The entertainment industry:
As with any drive to change the culture, our entertainment industry will be crucial in destroying marriage. They are already doing an excellent job in creating books and movies selling divorce to women, but we can do better. I propose the President create a blue ribbon commission to look for ways to create more visibility to the importance of selling divorce to women. The commission should use the book/movie Eat Pray Love as the template for success in this regard. Young men already see that divorce is openly celebrated by women, but we can still make this more clear. We need to create a national dialog on why divorce is empowering for women, while reminding men that discarded husbands are villains who deserve the harsh treatment our courts reserve for them. This effort by our entertainment industry will reinforce the message our family courts are working so hard to send to young men. All young men need to learn that marriage and even fatherhood are foolish choices for men, and that working hard to be a breadwinner will make them both a fool and a villain. One area of special focus for the entertainment industry should be plot lines which blame husbands for making their wives unhappy by focusing on work.

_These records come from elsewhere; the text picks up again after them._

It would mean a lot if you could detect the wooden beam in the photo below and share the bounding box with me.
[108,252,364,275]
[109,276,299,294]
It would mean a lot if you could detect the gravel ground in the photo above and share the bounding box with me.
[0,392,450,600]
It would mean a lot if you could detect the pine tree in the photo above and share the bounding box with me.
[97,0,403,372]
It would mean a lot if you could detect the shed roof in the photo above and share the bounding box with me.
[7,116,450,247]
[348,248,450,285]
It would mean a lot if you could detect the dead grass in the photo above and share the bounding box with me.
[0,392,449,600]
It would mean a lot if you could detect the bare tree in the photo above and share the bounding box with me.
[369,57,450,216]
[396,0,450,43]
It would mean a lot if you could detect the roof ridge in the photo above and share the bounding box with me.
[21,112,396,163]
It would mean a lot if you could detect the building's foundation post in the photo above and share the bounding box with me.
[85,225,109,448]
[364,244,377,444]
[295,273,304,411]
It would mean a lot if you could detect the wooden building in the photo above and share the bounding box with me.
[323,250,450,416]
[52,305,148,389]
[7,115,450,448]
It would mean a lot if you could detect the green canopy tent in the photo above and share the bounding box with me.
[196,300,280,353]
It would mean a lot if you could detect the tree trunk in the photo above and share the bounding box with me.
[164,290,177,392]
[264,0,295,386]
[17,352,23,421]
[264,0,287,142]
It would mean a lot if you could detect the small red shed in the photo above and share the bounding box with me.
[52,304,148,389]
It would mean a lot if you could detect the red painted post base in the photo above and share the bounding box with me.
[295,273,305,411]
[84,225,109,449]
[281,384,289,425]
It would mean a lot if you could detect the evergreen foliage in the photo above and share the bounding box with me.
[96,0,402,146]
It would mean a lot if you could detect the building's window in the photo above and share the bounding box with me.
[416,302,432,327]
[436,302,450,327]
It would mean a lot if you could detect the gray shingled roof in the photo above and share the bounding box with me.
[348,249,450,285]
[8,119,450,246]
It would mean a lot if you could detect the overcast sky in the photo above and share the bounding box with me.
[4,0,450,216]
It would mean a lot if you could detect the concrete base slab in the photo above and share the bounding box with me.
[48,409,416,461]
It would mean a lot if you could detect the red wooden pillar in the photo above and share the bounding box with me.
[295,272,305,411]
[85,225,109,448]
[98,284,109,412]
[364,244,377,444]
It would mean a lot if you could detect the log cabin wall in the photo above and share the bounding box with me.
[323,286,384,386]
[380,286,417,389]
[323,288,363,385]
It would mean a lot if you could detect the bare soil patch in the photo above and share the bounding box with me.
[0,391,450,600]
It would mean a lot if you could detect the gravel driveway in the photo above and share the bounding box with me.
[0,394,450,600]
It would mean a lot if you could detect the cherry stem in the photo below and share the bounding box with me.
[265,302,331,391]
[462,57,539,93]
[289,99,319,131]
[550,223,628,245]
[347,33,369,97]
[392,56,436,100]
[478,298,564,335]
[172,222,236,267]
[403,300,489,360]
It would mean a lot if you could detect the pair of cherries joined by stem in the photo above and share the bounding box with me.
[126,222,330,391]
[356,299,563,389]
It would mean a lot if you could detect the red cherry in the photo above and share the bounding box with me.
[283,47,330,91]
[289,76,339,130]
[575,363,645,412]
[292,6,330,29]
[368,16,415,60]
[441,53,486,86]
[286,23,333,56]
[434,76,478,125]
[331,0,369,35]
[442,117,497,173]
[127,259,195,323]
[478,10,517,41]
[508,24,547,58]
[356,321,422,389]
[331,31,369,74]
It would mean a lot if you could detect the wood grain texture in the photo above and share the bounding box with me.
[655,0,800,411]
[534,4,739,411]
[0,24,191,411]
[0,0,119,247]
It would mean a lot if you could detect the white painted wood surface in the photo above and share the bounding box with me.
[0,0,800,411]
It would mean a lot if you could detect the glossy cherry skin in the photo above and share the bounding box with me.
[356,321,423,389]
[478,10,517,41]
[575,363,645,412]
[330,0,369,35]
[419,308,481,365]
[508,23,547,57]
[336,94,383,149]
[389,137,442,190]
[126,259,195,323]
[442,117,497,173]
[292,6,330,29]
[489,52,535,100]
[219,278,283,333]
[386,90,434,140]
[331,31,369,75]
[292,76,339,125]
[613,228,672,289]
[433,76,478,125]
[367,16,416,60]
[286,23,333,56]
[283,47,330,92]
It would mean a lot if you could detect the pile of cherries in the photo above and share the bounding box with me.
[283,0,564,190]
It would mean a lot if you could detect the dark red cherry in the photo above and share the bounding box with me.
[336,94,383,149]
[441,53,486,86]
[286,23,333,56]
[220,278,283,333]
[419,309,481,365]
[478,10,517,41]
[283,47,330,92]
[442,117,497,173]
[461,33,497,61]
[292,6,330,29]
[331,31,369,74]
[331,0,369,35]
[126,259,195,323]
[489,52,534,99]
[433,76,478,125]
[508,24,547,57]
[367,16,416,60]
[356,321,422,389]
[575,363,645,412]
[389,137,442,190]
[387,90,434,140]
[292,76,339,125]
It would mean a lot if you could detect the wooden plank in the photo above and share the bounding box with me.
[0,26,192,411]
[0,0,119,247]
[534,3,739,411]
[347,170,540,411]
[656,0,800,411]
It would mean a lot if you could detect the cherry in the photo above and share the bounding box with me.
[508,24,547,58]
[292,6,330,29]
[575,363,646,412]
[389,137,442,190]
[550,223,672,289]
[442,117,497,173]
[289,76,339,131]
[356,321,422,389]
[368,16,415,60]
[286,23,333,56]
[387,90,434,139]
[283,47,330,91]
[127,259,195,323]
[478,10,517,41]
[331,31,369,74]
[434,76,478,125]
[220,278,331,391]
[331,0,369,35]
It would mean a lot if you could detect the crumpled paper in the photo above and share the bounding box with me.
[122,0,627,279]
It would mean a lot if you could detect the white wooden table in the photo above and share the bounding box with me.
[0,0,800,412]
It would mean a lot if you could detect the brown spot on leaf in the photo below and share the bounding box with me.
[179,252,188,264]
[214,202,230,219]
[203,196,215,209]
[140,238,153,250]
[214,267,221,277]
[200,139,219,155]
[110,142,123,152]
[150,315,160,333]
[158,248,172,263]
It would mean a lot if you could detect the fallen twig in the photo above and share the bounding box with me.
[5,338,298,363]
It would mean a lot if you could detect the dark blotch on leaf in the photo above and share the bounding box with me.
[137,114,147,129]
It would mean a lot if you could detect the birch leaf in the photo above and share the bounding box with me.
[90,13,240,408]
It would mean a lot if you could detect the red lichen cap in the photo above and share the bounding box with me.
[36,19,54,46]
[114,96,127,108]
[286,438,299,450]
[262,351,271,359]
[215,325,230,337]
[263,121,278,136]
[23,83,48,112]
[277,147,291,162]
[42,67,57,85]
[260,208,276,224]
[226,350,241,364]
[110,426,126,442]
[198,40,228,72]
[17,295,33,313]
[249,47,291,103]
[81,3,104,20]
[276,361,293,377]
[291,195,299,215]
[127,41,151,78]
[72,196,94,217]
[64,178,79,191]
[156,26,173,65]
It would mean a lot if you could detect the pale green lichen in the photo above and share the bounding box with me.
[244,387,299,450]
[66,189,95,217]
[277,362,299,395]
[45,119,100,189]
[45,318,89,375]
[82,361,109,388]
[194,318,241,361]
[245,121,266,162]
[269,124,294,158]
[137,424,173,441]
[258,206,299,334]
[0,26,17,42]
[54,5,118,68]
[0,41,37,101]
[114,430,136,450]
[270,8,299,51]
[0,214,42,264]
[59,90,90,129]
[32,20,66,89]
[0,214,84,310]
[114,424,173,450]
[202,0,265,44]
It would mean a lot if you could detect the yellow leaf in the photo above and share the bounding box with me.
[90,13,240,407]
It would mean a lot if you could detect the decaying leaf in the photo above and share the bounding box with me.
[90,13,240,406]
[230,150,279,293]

Our churches and religious institutions:
Last but not least is the essential role our churches and other religious institutions are playing in the crucial goal of destroying marriage. If you haven’t already spoken with your pastor about this, be sure to remind him of the importance of giving moral cover to women who divorce and/or have children out of wedlock. Whenever possible, religious leaders need to refer to single mothers as “heroic”, and suggest that they should be treated as widows. In addition, pastors and other religious leaders need to abolish the outdated and dangerous concept of headship. If young men are allowed to see husbands as the head of the household, they will have an incentive to focus on preparing for marriage instead of mastering their skills at picking up women. As I have shown, men who focus on marriage are creating our gender earnings gap by working too hard and producing too much. To solve this problem, pastors should simply ignore the parts of the Bible and Christian tradition teaching headship and submission. In addition to ignoring Christian teaching on headship, religious leaders should also work to teach Christian men that headship is really a form of abuse. Instead of traditional headship, religious leaders should teach Christian husbands that their proper role is to submit to their wives. They should also teach wives that threats of divorce are a powerful and appropriate way to grasp power in their marriages. The movie Fireproof and the accompanying book The Love Dare are excellent teaching tools in this area, but we need to make sure that the message is continually driven home.
Beware the naysayers.
While what we need to do is obvious, we need to constantly guard against reactionary forces which could cause us to lose progress. As we can already see, the more successful we are at destroying marriage the greater the costs will be. As we continue to achieve the glorious progress of gender equality, reactionary forces are going to try to stand in the way by pointing out that our tax revenues and economic growth will stagnate and fall while our social welfare costs increase dramatically. In addition, opponents of progress will point to the host of social problems a nation of fatherless children causes. We need to steel our resolve and never turn back from achieving our goals. No matter how many more social workers and police we need to hire, or how many more prisons we need to build, we need to hold fast and keep the importance of gender equality in mind. We have already come a long way, and we are too close to give up now.